Switzerland would join new interbank payment system independent of US
Bern will take part in any new payment system if it were created as an alternative to the Society for Worldwide Interbank Financial Telecommunication (SWIFT), according to Swiss Ambassador to Moscow Yves Rossier.
Switzerland's position on the issue of creating payment channels that are independent of the United States is unlikely to differ from the position of other countries, Rossier told RIA Novosti. He added his country may participate in setting up an alternative to SWIFT.
“If there are any new developments in the financial sector, we will closely monitor them, but this is clearly a matter for reflection in the EU, not in Switzerland… But if a new payment system appears, every country will take part in it, including us, of course, why not,” said the diplomat.

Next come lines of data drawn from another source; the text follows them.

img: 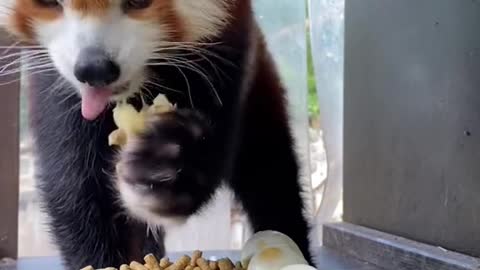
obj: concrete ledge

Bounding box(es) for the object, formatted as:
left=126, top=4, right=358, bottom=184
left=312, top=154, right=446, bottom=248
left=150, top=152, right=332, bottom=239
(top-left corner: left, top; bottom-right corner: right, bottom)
left=323, top=222, right=480, bottom=270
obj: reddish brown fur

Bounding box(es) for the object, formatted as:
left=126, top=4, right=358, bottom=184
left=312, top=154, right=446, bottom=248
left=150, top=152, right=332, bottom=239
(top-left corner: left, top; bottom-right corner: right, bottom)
left=70, top=0, right=110, bottom=16
left=8, top=0, right=185, bottom=42
left=127, top=0, right=184, bottom=41
left=9, top=0, right=62, bottom=40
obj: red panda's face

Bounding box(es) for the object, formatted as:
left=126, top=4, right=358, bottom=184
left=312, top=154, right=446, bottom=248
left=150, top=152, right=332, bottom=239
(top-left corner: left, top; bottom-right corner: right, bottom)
left=0, top=0, right=231, bottom=104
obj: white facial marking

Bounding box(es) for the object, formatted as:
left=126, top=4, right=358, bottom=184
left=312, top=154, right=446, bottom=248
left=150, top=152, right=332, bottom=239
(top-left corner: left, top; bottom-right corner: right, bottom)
left=1, top=0, right=234, bottom=99
left=34, top=4, right=167, bottom=100
left=174, top=0, right=232, bottom=41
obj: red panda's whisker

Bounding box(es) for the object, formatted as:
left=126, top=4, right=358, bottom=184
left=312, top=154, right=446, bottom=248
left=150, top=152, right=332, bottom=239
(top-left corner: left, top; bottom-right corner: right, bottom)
left=0, top=41, right=21, bottom=54
left=0, top=66, right=55, bottom=77
left=0, top=59, right=54, bottom=74
left=0, top=68, right=56, bottom=86
left=154, top=59, right=195, bottom=108
left=164, top=57, right=211, bottom=76
left=152, top=45, right=236, bottom=67
left=181, top=50, right=231, bottom=82
left=173, top=62, right=194, bottom=108
left=38, top=76, right=68, bottom=96
left=157, top=58, right=222, bottom=106
left=143, top=80, right=183, bottom=94
left=20, top=55, right=52, bottom=66
left=0, top=57, right=52, bottom=74
left=148, top=59, right=222, bottom=105
left=140, top=85, right=156, bottom=101
left=157, top=40, right=224, bottom=47
left=43, top=80, right=76, bottom=106
left=0, top=55, right=50, bottom=73
left=151, top=49, right=232, bottom=85
left=0, top=45, right=46, bottom=49
left=177, top=46, right=237, bottom=68
left=0, top=49, right=46, bottom=61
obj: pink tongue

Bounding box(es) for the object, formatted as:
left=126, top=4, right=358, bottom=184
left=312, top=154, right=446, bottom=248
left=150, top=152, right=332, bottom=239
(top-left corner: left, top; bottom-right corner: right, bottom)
left=81, top=89, right=112, bottom=121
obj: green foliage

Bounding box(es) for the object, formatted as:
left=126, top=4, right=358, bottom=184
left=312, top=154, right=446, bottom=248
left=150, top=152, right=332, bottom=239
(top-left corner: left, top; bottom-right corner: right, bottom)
left=306, top=26, right=319, bottom=119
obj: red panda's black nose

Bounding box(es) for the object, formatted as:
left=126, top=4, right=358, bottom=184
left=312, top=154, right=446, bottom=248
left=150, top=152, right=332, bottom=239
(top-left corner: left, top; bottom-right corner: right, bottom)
left=74, top=47, right=120, bottom=88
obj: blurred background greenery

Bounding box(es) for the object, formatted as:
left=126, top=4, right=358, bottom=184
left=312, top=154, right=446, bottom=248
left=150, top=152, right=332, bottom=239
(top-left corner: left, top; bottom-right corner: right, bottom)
left=306, top=2, right=320, bottom=127
left=307, top=31, right=319, bottom=122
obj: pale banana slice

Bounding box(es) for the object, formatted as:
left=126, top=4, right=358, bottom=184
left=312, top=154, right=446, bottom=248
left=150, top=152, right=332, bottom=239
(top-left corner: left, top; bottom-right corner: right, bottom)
left=108, top=94, right=175, bottom=147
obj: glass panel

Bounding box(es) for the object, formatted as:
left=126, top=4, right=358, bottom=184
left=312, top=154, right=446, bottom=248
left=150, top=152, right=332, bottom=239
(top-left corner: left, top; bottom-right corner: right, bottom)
left=308, top=0, right=345, bottom=242
left=18, top=67, right=59, bottom=257
left=254, top=1, right=311, bottom=191
left=237, top=0, right=313, bottom=243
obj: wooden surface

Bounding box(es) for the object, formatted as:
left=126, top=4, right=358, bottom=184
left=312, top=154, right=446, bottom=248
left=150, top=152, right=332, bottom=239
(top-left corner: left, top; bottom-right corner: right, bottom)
left=344, top=0, right=480, bottom=257
left=0, top=34, right=20, bottom=259
left=324, top=222, right=480, bottom=270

SWIFT is a financial network that provides high-value cross-border transfers for members across the world. It is based in Belgium, but its board includes executives from US banks with US federal law allowing the administration to act against banks and regulators across the globe.
It supports most interbank messages, connecting over 11,000 financial institutions in more than 200 countries and territories.
The issue of setting up a system that would allow Brussels to be independent in its financial operations from Washington has been widely discussed lately, particularly after the US withdrawal from the Iran nuclear deal.
Last week, EU Foreign Affairs Chief Federica Mogherini said the bloc was working to create special payment channels to do business with the Islamic Republic.
Tehran also said it has considered establishing mechanisms for the oil trade to bypass US sanctions. The White House is expected to ratchet up pressure on Tehran by blocking its oil exports in November, potentially halting some two million barrels a day, or 50 percent of Iran’s output.
In May, US President Donald Trump announced America’s withdrawal from the Joint Comprehensive Plan of Action (JCPOA). He said any countries or companies that conduct transactions with Iran were liable to face secondary sanctions. The EU asked Washington to grant exemptions to European companies but Trump rejected the appeal, saying exemptions would be made only if they benefited US national security.